27 Jan 2013

How not to deliver a podcast

One of the perils of a living in a democratic country, whatever that means, is that you elected representatives report to you on the progress in executing their duties and any major decisions they might have made.  So when Barack Obama secured his fiscal cliff deal a few weeks ago he used his weekly address to explain its
benefits to his "fans".

It's okay for youtube users but the audio of the video also gets served as podcast.  I happen to know a lot about podcasts having produced a lot of them coming on five years now.  They are not as widespread as people who make them would like you to believe, and its their fault.  The computer didn't take off until its makers made it simple and intuitive.  Even radio people would just bark "download our podcast" without actually telling their listeners how to get it and where.

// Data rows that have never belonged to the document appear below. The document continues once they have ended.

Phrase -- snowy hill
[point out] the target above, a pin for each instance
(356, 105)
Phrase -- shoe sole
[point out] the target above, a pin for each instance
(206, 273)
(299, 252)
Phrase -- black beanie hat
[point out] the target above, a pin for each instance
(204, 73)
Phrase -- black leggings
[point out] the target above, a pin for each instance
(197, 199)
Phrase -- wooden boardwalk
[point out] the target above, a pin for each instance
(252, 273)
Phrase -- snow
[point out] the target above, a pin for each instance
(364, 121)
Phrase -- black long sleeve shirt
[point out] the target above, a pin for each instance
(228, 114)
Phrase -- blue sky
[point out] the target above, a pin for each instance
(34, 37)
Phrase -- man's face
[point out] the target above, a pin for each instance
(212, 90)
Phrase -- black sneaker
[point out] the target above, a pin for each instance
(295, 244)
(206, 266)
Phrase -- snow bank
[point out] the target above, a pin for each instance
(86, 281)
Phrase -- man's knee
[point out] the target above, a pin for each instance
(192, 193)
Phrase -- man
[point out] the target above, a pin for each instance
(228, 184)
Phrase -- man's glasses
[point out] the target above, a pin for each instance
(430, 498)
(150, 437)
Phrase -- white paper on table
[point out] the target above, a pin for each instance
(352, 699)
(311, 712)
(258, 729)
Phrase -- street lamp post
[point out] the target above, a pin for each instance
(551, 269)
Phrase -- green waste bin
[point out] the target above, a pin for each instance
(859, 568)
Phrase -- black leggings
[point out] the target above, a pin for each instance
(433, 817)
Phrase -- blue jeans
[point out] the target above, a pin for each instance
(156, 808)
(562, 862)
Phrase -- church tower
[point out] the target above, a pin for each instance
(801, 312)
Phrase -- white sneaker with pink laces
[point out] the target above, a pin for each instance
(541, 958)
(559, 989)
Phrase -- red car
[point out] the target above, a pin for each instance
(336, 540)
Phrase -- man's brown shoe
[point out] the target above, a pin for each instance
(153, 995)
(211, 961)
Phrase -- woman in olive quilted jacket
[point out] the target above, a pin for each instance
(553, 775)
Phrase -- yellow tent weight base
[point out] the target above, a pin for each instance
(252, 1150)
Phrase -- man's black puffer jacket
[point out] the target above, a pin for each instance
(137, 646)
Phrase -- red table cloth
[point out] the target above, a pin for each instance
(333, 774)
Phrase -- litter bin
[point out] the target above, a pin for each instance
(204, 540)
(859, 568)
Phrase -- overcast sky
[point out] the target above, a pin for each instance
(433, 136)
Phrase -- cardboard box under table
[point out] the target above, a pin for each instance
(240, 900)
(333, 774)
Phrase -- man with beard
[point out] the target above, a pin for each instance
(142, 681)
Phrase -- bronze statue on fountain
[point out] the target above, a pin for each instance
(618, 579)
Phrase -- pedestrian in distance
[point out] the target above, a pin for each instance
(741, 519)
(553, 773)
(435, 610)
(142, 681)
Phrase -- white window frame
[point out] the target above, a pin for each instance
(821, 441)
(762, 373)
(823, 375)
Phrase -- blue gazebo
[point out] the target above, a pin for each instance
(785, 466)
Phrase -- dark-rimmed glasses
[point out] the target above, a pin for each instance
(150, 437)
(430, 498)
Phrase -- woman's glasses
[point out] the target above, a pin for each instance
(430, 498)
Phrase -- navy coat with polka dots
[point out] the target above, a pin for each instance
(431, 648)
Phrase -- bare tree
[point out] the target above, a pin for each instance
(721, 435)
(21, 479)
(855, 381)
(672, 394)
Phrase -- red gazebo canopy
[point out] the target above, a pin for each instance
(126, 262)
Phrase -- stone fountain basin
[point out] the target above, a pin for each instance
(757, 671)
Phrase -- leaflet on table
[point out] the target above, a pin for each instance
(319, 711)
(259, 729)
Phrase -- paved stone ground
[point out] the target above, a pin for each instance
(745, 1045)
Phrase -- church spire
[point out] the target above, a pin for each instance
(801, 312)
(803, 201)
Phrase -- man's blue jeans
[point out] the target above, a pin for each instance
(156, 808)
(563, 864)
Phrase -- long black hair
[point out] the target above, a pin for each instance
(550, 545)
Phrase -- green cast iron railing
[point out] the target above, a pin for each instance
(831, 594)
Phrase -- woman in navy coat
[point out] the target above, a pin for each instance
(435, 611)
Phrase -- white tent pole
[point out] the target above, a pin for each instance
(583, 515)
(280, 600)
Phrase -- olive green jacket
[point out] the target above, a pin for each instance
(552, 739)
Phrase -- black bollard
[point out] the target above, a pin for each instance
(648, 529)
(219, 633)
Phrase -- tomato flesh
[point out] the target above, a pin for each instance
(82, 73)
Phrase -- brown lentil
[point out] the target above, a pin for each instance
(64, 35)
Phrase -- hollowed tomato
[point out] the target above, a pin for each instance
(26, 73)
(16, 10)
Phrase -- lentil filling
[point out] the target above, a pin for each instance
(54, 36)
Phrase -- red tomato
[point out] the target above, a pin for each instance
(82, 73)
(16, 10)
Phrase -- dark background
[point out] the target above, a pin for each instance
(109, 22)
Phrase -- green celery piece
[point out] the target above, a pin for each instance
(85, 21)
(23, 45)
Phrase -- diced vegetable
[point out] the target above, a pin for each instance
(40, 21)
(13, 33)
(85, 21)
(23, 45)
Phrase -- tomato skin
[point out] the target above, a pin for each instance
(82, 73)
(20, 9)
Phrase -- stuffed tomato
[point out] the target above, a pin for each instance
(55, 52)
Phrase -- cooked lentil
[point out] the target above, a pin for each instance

Barack Obama's appears to be made for the Madison Avenue and the Silicon Valley crowd because you can't just stream it from the site; you have to copy the RSS feed and paste into to your reader if you're not an iTunes user - which perpetuates the assumption that you have to have an iProduct to download a podcast.  I know a lot of educated, intelligent, well to do people who are flummoxed by podcasts and I'd argue it's because of poorly delivered podcasts.

The Guardian is one of very few outlets who understand that a podcast is not a mainstream product: they give you an opportunity to play the audio, subscribe to iTunes, download the mp3 into your hard drive and, if you know what it is, grab the feed for your reader.  Non-geeks will be able to consume this product as well.

So if you want to produce a podcast that even people with a rudimentary grasp of computers can consume, don't do what The White House does, do what the hippies at The Guardian do.